L’Union européenne se dote d’une liste noire des paradis fiscaux

BRUXELLES — Les 28 pays de l’Union européenne (UE) ont adopté mardi une liste noire de 17 paradis fiscaux exerçant leurs activités hors de leurs frontières, une première pour l’UE, assortie de sanctions jugées cependant insuffisamment dissuasives par les ONG.

Bahreïn, Barbade, Corée du Sud, Émirats arabes unis, Grenade, Guam, Îles Marshall, Macao, Mongolie, Namibie, les Palaos, Panama, Samoa, les Samoa américaines, Sainte-Lucie, Trinité-et-Tobago et la Tunisie figurent sur cette liste décidée par les 28 ministres des Finances de l’UE, lors d’une réunion à Bruxelles.

«Je rejette l’inscription arbitraire et discriminatoire du Panama sur la liste des paradis fiscaux de l’Union européenne», a protesté via Twitter Dulcidio De La Guardia, ministre de l’Économie et Finances de cet État au cœur d’un des plus retentissants scandales récents d’évasion fiscale, les «Panama Papers».
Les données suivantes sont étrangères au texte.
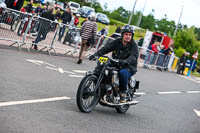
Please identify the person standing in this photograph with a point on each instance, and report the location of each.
(45, 26)
(66, 19)
(182, 61)
(126, 51)
(14, 4)
(38, 9)
(29, 6)
(88, 32)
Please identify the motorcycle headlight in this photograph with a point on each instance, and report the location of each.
(106, 72)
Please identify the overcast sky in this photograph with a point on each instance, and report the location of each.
(172, 8)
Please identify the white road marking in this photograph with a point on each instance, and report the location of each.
(34, 101)
(140, 93)
(169, 92)
(191, 78)
(76, 76)
(193, 91)
(79, 71)
(60, 70)
(38, 62)
(197, 112)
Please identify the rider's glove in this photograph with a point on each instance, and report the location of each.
(92, 57)
(122, 62)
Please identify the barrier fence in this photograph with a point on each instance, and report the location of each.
(23, 29)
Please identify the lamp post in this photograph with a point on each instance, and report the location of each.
(178, 21)
(140, 17)
(129, 21)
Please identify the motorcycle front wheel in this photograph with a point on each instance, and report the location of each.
(122, 109)
(87, 97)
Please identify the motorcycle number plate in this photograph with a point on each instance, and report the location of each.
(103, 59)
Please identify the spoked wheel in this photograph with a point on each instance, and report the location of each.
(20, 29)
(87, 97)
(122, 109)
(14, 25)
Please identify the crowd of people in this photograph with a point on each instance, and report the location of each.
(158, 55)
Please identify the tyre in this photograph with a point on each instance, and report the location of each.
(20, 29)
(122, 109)
(14, 25)
(87, 97)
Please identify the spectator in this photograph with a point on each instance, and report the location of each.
(38, 9)
(66, 19)
(58, 14)
(163, 58)
(29, 6)
(86, 19)
(45, 26)
(151, 54)
(103, 32)
(14, 4)
(88, 32)
(76, 20)
(2, 4)
(118, 29)
(140, 42)
(182, 61)
(65, 5)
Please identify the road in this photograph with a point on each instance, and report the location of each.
(37, 95)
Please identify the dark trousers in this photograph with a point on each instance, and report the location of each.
(41, 36)
(61, 32)
(124, 75)
(180, 69)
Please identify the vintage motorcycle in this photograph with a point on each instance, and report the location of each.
(102, 86)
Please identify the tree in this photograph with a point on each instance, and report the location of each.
(165, 26)
(186, 39)
(148, 22)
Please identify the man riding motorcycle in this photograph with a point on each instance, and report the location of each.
(126, 51)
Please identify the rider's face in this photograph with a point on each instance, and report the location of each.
(127, 37)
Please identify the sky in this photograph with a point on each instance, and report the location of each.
(172, 8)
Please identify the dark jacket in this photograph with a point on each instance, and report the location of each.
(128, 54)
(10, 4)
(183, 60)
(66, 17)
(46, 25)
(29, 8)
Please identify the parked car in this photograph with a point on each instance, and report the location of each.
(102, 18)
(85, 11)
(47, 1)
(59, 5)
(74, 7)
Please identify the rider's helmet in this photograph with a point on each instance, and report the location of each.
(127, 28)
(77, 15)
(92, 17)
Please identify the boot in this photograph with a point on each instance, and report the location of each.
(123, 98)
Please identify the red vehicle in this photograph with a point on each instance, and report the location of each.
(59, 5)
(151, 37)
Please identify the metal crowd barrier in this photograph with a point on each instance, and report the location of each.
(151, 60)
(26, 29)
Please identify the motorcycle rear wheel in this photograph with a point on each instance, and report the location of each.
(122, 109)
(87, 97)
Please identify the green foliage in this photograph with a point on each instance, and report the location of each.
(148, 22)
(179, 51)
(115, 22)
(165, 26)
(186, 39)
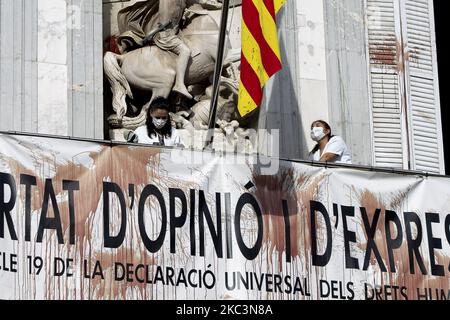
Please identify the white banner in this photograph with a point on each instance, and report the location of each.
(83, 220)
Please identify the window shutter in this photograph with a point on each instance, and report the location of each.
(422, 86)
(386, 83)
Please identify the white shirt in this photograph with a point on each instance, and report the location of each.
(173, 141)
(336, 146)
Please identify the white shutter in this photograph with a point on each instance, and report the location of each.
(386, 83)
(422, 86)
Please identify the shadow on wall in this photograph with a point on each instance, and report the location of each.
(282, 109)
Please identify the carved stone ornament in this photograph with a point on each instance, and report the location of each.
(168, 49)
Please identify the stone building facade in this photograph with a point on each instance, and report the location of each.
(367, 67)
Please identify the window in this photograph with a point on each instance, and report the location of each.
(406, 127)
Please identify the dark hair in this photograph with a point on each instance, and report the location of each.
(327, 126)
(166, 131)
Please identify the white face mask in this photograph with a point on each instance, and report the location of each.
(317, 134)
(159, 123)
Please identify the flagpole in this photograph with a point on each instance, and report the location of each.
(218, 73)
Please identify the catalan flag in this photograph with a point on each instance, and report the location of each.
(260, 51)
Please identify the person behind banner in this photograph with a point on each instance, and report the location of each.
(158, 130)
(329, 148)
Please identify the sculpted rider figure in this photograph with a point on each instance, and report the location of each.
(170, 15)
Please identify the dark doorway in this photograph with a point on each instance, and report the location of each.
(441, 18)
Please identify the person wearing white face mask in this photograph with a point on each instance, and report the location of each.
(158, 130)
(329, 148)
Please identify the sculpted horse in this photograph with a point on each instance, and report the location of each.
(152, 69)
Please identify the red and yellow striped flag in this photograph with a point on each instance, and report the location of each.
(260, 51)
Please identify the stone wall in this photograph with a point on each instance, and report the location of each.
(51, 79)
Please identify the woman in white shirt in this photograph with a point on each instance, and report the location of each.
(158, 130)
(329, 148)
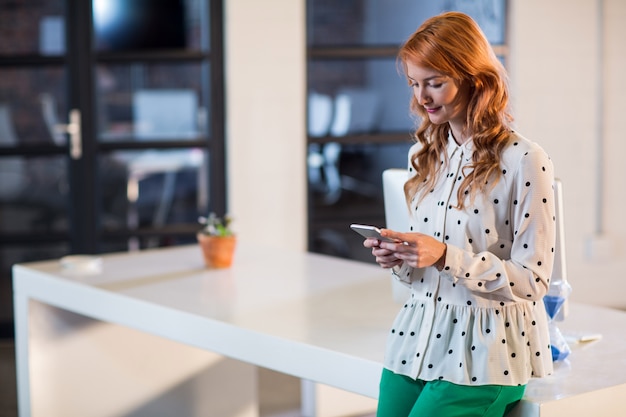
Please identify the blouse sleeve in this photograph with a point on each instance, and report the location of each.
(526, 274)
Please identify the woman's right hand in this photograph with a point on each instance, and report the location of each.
(384, 257)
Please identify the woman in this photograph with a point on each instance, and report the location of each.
(479, 254)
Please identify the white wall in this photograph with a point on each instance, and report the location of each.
(265, 120)
(554, 73)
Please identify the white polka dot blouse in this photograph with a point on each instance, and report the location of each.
(481, 320)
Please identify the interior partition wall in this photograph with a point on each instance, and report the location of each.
(111, 127)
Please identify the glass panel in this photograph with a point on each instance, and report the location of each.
(151, 102)
(122, 25)
(345, 185)
(357, 96)
(31, 102)
(33, 194)
(153, 188)
(390, 22)
(32, 27)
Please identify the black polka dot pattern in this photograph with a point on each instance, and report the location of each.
(450, 330)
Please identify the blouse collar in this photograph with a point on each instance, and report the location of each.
(466, 149)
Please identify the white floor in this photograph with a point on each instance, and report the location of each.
(279, 394)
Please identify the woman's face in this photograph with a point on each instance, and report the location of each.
(443, 99)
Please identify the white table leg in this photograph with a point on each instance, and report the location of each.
(21, 317)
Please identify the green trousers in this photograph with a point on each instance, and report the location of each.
(401, 396)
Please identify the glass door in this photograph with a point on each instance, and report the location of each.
(111, 129)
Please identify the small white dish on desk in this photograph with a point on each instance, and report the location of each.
(82, 264)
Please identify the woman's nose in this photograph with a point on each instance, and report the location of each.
(421, 96)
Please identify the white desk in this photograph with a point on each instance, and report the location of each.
(318, 318)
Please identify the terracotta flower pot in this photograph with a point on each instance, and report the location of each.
(218, 251)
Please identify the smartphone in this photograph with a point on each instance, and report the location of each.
(370, 231)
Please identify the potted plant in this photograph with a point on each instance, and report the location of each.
(217, 241)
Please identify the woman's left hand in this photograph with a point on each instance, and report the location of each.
(416, 249)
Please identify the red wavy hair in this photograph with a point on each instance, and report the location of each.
(453, 44)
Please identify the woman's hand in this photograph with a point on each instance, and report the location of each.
(416, 249)
(384, 257)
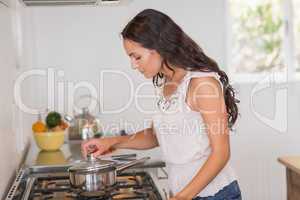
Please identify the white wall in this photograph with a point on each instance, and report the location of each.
(82, 41)
(8, 152)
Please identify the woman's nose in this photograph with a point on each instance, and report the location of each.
(134, 65)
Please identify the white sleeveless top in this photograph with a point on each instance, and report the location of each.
(183, 140)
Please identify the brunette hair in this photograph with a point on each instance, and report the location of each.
(156, 30)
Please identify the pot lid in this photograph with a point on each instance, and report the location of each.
(92, 164)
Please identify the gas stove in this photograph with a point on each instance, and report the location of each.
(51, 183)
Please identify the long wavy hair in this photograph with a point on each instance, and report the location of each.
(155, 30)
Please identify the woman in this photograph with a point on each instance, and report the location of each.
(196, 109)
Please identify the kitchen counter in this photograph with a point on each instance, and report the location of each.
(292, 164)
(71, 152)
(39, 161)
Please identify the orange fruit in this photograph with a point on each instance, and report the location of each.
(39, 127)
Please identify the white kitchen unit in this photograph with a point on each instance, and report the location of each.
(8, 153)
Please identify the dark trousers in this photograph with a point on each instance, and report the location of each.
(229, 192)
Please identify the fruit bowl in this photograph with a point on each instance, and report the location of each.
(49, 141)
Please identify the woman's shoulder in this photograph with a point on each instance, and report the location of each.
(203, 89)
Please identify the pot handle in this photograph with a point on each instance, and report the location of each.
(131, 163)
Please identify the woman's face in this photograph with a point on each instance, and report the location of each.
(147, 61)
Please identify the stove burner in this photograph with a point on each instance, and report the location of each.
(134, 186)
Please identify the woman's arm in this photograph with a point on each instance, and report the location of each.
(145, 139)
(205, 96)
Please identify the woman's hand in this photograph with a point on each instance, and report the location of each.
(97, 146)
(178, 198)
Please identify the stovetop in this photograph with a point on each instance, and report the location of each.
(55, 185)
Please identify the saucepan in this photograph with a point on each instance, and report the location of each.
(94, 174)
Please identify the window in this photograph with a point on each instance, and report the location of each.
(260, 42)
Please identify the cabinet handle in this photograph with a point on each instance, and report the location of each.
(165, 193)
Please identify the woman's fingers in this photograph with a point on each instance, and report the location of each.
(89, 146)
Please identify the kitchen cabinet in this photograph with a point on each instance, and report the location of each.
(292, 164)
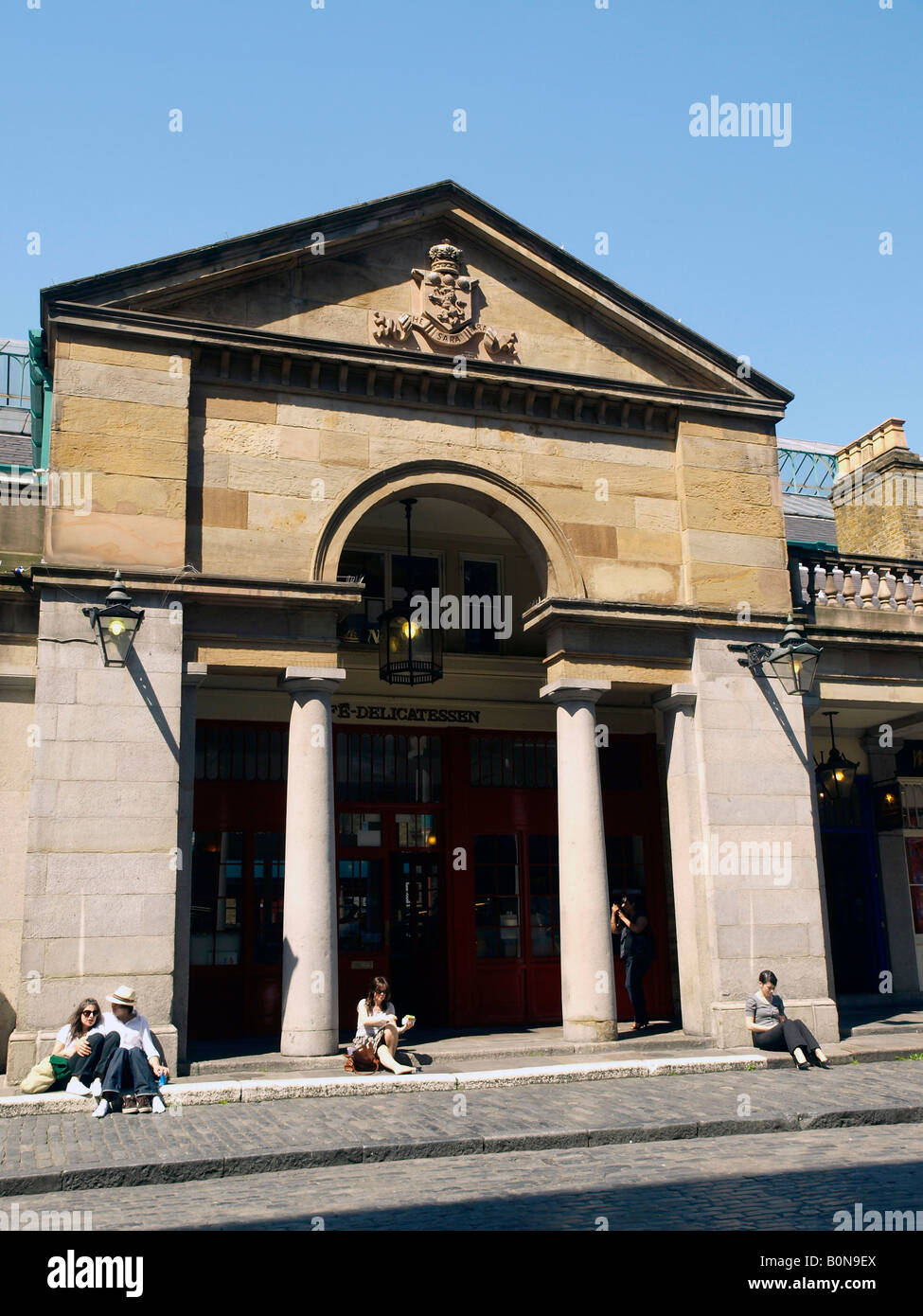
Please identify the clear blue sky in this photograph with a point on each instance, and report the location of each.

Jusqu’au dernier moment, la liste noire de l’Union européenne a fait l’objet de tractations entre les 28 États membres, qui devaient, conformément aux règles européennes sur les questions fiscales, s’entendre à l’unanimité sur les pays «blacklistés».

En outre, les ministres de l’UE se sont entendus sur une «liste grise» de 47 pays qui ont pris des engagements de bonne conduite en matière fiscale et feront l’objet d’un suivi.

Ainsi, le Maroc et le Cap-Vert auraient pu se retrouver sur la liste noire, mais après des discussions en matinée, ils se sont retrouvés sur la liste grise, a précisé une source européenne.

Également sur cette liste grise : la Suisse, la Nouvelle-Calédonie, les petites îles liées au Royaume-Uni — Guernesey, Jersey et Man —, Andorre et le Liechtenstein.